Monday, October 4, 2010

Mark Twain on Writing

Tip of the Day: I love Goodreads! If you enjoy it as much as I do, I'd love it if you friended me. I get your book ratings through email that way, and it helps me decide what to read next.

Yesterday, I read the middle grade biography of Mark Twain by Sid Fleischman, THE TROUBLE STARTS AT 8. I'm not a big biography reader myself, although I can see by the library and bookstore shelves that they are popular. I don't know why I don't read many biographies. I enjoy a well-written one and this was a very enjoyable read. I recommend it to writers who admire Mark Twain. If you don't admire him as a writer, this biography will change your mind!

Is Huckleberry Finn America's greatest YA novel of all time? I might vote yes.

Here are some of my favorite Mark Twain quotes about writing:

The difference between the almost right word and the right word is really a large matter—'tis the difference between the lightning-bug and the lightning.

If you would have your work last forever, and by forever I mean fifty years, it must neither overtly preach nor overtly teach, but it mustcovertly preach and covertly teach.

From the preface to Huckleberry Finn:
Persons attempting to find a motive in this narrative will be prosecuted; persons attempting to find a moral in it will be banished; persons attempting to find a plot in it will be shot.

You can't depend on your eyes when your imagination is out of focus.

The humorous story is told gravely; the teller does his best to conceal the fact that he even dimly suspects that there is anything funny about it.

Surely the test of a novel's characters is that you feel a strong interest in them and their affairs—the good to be successful, the bad to suffer failure.

Whenever you find that you are on the side of the majority, it is time to pause & reflect.

-- Kate, Miss Perfecting the Pages




5 comments:

Christina Farley said...

Very interesting perspective.

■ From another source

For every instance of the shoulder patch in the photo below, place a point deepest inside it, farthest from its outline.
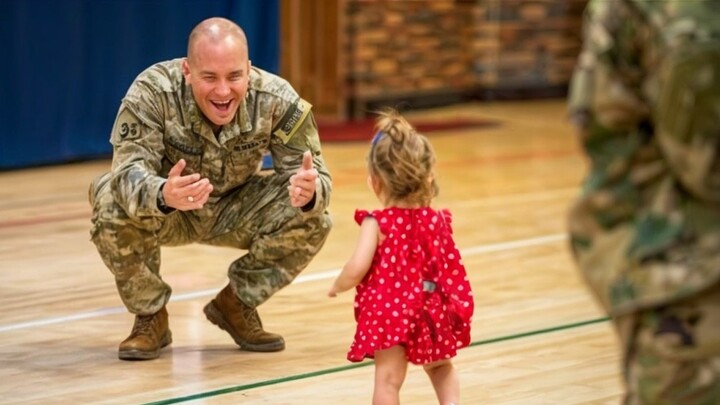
(292, 120)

I love how taking the time to reflect and being covert is part of the writer's job too.

DeenaML said...

There are some really great YA/MG non-fic books out now! This one sounds very interesting.

Hannah Kincade said...

So true. Sometimes pausing and reflecting is the only way to gain perspective.

Kate Fall said...

Deena, I enjoyed this one quite a bit. Well, Sid Fleischman, how could you go wrong?

Christy, what I love about that quote is that Mark Twain felt the writer can tap in and understand the minority point of view on any philosophy. Like in Huckleberry Finn. Twain was raised in a slave state before the Civil War, and he had to go against what most people he knew thought about slavery and Christianity to write that novel. And we can tap into the minority point of view on things too: capitalism, freedom, privacy, materialism, whatever values we see around us. Can you tell I LOVE Mark Twain?

Kate Fall said...

Hannah, I couldn't write without my reflection time! The challenge is finding the right words afterwards.